Question

What is the value of integral $\int{\cot x\cos xdx}?$

Answer 1

We have already learnt the trigonometric identity given by $\cot x=\dfrac{\cos x}{\sin x}.$ And we also know the trigonometric identity given by ${{\sin }^{2}}x+{{\cos }^{2}}x=1.$ We will rearrange the identities if necessary.

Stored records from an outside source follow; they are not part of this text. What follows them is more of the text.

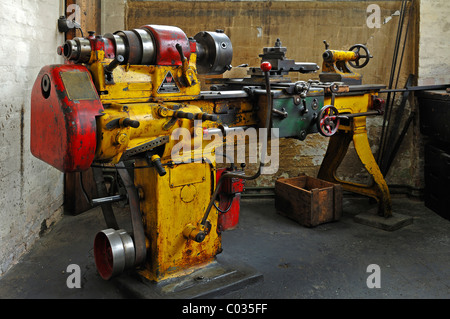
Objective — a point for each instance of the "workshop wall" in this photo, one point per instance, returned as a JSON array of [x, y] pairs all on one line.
[[302, 26], [433, 45], [31, 191]]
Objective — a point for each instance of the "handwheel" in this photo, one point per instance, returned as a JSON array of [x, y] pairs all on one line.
[[328, 121], [366, 56]]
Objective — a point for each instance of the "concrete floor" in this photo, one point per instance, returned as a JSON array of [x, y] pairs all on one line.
[[326, 262]]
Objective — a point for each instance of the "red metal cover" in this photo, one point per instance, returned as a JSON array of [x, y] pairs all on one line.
[[64, 106], [166, 37]]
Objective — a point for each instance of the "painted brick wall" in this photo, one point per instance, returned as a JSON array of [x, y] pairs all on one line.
[[434, 66], [31, 192], [302, 26]]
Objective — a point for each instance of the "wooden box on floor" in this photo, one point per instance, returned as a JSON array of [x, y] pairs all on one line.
[[307, 200]]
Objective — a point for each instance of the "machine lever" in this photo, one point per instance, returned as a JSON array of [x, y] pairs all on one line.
[[114, 63], [183, 115], [127, 122], [155, 160]]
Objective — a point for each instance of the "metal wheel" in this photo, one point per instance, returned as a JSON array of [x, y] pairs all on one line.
[[328, 121]]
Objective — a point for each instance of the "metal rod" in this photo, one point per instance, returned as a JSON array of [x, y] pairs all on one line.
[[107, 199]]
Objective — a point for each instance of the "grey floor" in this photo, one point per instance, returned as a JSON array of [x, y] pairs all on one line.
[[325, 262]]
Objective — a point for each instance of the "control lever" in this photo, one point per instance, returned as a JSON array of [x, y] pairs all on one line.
[[199, 232]]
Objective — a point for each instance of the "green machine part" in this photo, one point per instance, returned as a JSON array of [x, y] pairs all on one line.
[[296, 116]]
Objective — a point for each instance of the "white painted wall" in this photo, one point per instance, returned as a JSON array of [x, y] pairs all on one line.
[[434, 42], [31, 191]]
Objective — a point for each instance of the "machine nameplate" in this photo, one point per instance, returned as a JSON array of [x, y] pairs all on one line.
[[78, 86]]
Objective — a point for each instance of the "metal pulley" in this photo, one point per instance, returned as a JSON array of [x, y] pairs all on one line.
[[328, 121], [114, 252], [214, 52]]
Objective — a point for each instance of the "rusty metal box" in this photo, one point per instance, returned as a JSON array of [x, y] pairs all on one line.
[[307, 200]]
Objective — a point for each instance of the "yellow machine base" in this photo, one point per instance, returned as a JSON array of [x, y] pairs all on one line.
[[222, 276]]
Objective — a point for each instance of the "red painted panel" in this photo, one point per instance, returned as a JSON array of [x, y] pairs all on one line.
[[166, 37], [63, 121]]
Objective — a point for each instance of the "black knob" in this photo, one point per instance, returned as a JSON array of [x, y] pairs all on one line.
[[130, 123]]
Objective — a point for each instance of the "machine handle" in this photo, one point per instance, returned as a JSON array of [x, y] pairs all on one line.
[[114, 63], [127, 122], [366, 56], [183, 115]]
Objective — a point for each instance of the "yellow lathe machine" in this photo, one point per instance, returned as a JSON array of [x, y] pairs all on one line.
[[121, 98]]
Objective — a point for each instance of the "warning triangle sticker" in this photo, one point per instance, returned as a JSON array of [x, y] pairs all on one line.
[[168, 85]]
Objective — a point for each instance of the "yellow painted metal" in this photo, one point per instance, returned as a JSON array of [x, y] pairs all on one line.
[[141, 83], [172, 204], [338, 145]]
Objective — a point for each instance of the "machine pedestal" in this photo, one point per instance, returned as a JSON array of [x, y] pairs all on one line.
[[222, 276], [373, 219]]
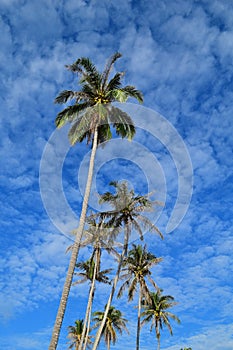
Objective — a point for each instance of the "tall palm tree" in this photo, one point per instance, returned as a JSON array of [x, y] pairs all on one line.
[[136, 268], [90, 272], [100, 237], [114, 322], [127, 212], [155, 311], [90, 116], [75, 333]]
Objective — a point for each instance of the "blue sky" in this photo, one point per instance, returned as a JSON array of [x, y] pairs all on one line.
[[180, 55]]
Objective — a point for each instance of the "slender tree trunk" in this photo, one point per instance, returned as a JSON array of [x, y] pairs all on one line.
[[75, 251], [139, 317], [99, 332], [89, 305], [157, 335]]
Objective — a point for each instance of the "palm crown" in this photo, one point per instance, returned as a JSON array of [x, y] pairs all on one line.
[[92, 107]]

Then we will use the linearity property of integration.

Complete step-by-step solution:
Let us consider the given integral $\int{\cot x\cos xdx}.$
In order to find the integral, we need to simplify the function under the integral side.
So, we will use the trigonometric identity given by $\cot x=\dfrac{\cos x}{\sin x}.$
Let us substitute this in the given integral.
Then, we will get $\int{\cot x\cos xdx}=\int{\dfrac{\cos x}{\sin x}\cos xdx}.$
Now, we can change this into $\int{\cot x\cos xdx}=\int{\dfrac{{{\cos }^{2}}x}{\sin x}dx}.$
We have already learnt the Pythagorean identity given by ${{\sin }^{2}}x+{{\cos }^{2}}x=1.$
Now, if we rearrange this trigonometric identity, we will get ${{\cos }^{2}}x=1-{{\sin }^{2}}x.$
Let us substitute this identity in the given integral.
Then, we will get $\int{\cot x\cos xdx}=\int{\dfrac{1-{{\sin }^{2}}x}{\sin x}dx}.$
From this, we will get $\int{\cot x\cos xdx}=\int{\left( \dfrac{1}{\sin x}-\dfrac{{{\sin }^{2}}x}{\sin x} \right)dx}.$
Now let us use the linearity property of the integrals.
We know that the linear property is given by $\int{\left( f+g \right)dx}=\int{fdx}+\int{gdx}$ where $f$ and $g$ are functions of $x.$
Now, when we apply this linearity property, we will get $\int{\cot x\cos xdx}=\int{\dfrac{1}{\sin x}dx}-\int{\dfrac{{{\sin }^{2}}x}{\sin x}dx}.$
We know that $\dfrac{1}{\sin x}=\cos ecx$ and $\dfrac{{{\sin }^{2}}x}{\sin x}=\sin x.$
Now, when we substitute these identities, we will get $\int{\cot x\cos xdx}=\int{\cos ecxdx}-\int{\sin xdx}.$
Let us recall the integrals given by $\int{\sin xdx}=-\cos x+C$ and $\int{\cos ecx}dx=-\ln \left| \cos ecx+\cot x \right|+C$
Now, we are going to apply the above written identities in the obtained integral.
Then, as a result, we will get $\int{\cot x\cos xdx}=-\ln \left| \cos ecx+\cot x \right|-\left( -\cos x \right)+C$ where $C$ is the constant of integration.
And this will give us $\int{\cot x\cos xdx}=-\ln \left| \cos ecx+\cot x \right|+\cos x+C.$
Hence the required integral is $\int{\cot x\cos xdx}=-\ln \left| \cos ecx+\cot x \right|+\cos x+C.$

Note: We should not forget to put the constant of integration when we deal with the indefinite integrals where there are no upper limit and lower limit given. The integrals with upper limit and lower limit are called the definite integrals.